For half an hour, this felt like remorseless Arsenal. The bioroid army did what it does. They pressed, they squeezed, they suffocated Manchester United. There may not have been many clearcut chances but there was a sense of mounting threat. United’s stress as they struggled to get the ball out of their own half became almost palpable. Eventually the goal came, in the way it had always seemed like coming: a half-cleared cross returned to the box and United, finally, unable to clear, block, or deflect wide or over.
At which, abruptly, the clones glitched. The game was under control. United might not have been back to Ruben Amorim-era fumbling, but neither did they seem likely to get back into the game. But then Martín Zubimendi, under little pressure, duffed an attempted backpass to David Raya, and from nowhere Bryan Mbeumo had equalised.

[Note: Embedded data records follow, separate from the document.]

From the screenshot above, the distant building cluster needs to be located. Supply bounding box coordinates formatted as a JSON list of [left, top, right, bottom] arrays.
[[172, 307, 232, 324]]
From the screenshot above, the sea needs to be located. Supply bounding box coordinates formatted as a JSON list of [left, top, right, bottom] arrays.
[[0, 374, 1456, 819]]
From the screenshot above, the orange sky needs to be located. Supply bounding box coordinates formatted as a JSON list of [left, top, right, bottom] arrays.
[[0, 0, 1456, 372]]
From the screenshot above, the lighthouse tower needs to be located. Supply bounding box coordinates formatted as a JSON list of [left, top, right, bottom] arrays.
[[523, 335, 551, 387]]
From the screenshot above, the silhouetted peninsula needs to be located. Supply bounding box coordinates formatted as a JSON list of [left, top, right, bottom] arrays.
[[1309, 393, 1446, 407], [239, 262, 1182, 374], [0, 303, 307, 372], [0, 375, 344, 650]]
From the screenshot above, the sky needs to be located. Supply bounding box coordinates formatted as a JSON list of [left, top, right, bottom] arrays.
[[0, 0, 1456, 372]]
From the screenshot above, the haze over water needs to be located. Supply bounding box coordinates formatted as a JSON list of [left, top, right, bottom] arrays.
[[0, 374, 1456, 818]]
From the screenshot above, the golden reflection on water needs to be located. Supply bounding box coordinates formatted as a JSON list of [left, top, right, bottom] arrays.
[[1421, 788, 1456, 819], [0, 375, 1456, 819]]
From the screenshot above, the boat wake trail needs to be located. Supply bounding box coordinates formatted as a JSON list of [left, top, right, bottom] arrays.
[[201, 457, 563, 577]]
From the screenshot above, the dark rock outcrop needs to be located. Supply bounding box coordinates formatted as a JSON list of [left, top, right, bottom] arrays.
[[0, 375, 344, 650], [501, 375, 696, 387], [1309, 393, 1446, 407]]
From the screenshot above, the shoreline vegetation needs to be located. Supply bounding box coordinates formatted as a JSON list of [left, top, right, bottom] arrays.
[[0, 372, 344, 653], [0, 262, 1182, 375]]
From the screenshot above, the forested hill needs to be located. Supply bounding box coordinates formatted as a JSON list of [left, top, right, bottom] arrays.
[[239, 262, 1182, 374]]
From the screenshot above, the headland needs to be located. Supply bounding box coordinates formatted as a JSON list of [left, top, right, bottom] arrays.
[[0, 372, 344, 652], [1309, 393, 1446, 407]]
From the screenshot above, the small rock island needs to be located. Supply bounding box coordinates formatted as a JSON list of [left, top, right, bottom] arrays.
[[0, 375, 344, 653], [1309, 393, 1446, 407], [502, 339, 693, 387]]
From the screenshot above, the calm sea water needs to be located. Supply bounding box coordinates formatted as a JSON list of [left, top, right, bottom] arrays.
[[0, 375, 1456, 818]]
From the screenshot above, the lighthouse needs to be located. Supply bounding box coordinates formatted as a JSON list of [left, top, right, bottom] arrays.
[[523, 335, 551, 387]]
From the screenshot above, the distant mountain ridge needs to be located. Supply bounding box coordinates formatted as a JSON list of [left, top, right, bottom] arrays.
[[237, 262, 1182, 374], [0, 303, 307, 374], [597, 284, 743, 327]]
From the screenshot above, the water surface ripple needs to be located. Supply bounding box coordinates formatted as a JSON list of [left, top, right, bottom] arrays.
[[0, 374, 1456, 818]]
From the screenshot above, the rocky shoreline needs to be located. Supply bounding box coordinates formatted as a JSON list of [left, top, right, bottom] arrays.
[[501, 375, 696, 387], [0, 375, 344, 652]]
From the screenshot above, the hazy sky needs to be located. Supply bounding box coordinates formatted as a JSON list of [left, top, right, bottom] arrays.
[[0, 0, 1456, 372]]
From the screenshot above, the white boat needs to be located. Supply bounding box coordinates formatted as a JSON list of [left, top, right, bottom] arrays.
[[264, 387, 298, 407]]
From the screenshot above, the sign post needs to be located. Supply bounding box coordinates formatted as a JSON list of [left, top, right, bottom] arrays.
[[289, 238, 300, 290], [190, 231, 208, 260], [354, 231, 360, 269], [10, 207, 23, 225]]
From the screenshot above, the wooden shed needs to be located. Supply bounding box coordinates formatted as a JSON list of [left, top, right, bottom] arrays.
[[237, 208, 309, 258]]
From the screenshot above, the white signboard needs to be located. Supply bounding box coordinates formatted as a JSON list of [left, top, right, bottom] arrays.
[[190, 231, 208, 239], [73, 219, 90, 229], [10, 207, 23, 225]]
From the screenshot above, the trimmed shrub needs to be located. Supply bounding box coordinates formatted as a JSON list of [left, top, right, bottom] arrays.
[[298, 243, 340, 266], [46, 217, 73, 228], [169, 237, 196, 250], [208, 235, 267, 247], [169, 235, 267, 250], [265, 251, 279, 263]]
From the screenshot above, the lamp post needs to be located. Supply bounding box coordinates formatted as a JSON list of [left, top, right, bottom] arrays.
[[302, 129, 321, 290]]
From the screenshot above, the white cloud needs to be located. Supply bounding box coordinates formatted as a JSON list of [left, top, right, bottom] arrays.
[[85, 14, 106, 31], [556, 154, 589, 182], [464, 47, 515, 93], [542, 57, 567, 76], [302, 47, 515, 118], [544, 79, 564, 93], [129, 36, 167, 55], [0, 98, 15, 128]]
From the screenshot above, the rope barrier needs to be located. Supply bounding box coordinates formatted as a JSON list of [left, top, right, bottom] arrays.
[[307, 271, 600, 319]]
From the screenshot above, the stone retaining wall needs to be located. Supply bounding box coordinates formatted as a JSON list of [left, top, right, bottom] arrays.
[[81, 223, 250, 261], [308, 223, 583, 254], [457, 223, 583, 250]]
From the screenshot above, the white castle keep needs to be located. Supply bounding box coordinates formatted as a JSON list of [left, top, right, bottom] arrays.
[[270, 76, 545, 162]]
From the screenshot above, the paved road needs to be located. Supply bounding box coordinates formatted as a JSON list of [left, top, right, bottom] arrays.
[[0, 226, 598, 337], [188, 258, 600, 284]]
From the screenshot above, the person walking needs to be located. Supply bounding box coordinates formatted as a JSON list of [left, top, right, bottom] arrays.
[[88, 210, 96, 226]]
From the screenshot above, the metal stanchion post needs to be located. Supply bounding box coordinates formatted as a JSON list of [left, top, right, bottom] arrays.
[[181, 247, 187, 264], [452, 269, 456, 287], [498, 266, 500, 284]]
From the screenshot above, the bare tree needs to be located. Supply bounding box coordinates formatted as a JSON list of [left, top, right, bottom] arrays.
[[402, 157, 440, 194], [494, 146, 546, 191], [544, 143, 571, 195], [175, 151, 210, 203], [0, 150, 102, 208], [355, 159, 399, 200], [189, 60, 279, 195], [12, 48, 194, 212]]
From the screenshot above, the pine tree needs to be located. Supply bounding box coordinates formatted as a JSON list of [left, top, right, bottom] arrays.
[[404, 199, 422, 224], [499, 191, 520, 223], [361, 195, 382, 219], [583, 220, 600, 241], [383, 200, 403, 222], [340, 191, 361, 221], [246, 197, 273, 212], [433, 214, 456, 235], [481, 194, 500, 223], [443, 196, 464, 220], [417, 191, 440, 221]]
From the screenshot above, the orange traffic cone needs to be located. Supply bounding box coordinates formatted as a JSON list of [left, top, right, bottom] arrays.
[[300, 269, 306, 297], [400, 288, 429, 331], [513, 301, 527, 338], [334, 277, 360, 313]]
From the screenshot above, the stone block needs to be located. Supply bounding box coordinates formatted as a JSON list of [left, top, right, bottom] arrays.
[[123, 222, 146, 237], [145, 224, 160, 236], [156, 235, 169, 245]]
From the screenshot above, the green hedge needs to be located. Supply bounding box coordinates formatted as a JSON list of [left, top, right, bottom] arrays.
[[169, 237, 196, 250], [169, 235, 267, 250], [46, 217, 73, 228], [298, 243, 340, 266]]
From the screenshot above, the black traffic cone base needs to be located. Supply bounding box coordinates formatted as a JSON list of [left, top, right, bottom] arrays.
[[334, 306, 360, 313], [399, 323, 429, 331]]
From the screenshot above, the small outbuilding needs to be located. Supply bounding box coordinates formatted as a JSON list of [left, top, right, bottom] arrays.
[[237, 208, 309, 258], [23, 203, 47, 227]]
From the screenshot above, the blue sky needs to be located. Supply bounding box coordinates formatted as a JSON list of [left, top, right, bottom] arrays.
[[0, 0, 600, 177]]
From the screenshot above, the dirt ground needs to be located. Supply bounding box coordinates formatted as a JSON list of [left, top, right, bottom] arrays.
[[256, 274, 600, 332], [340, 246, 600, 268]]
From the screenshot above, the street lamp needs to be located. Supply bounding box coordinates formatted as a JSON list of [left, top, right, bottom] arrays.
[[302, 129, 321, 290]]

The breath of City suddenly could be felt on Arsenal necks, and the cyborgs reacted in a way that was all too human.
This used to be a trait of Pep Guardiola sides, the reason they would sometimes concede goals in bursts of two or three. When the central intelligence failed, when the mechanism went awry, there was no individual to wrest the game back. Eyes whirred, lights flashed, warnings systems beeped, sockets smoked. Malfunction! Malfunction!
There was even a smattering of boos at half-time – an expression of nerves, surely, as much as genuine anger. But whatever discomfort was felt then among fans or players was multiplied five minutes into the second half.
Sometimes, football is less about pressing patterns, set-piece drills or mental state; sometimes it’s just about a wing-back, who scored only his second goal for the club last week, thriving on being released into midfield, implausibly controlling the ball with knee and hip and then walloping a finish in from the edge of the box off the underside of the bar. The miracles of the new‑manager bounce continue to resist algorithmic explanation.
Mikel Arteta unleashed a new regiment of cyborgs with a quadruple substitution. But the control he craves was gone. Even when a set piece – obviously – provoked chaos and an equaliser via a series of ricochets off heads and knees, sprockets and springs, the pitiless squeezing in midfield was gone, a clustering allowing Matheus Cunha an inexcusable amount of space to measure his shot into the corner.
Improvised excellence had overcome the cerebral machine, and in that sense it felt like the old days of United-Arsenal clashes. But modern football isn’t supposed to be like that. Modern football is about data and formulae, about repetitions and plans, at least as Arteta sees it.
His cyborg army might struggle to process the evidence that their evidence-based approach is not all‑conquering. And now they face perhaps the greatest test of all for machine intelligence: a test of nerve. Being the best is all very well, but you still have to get over the line – and that requires character.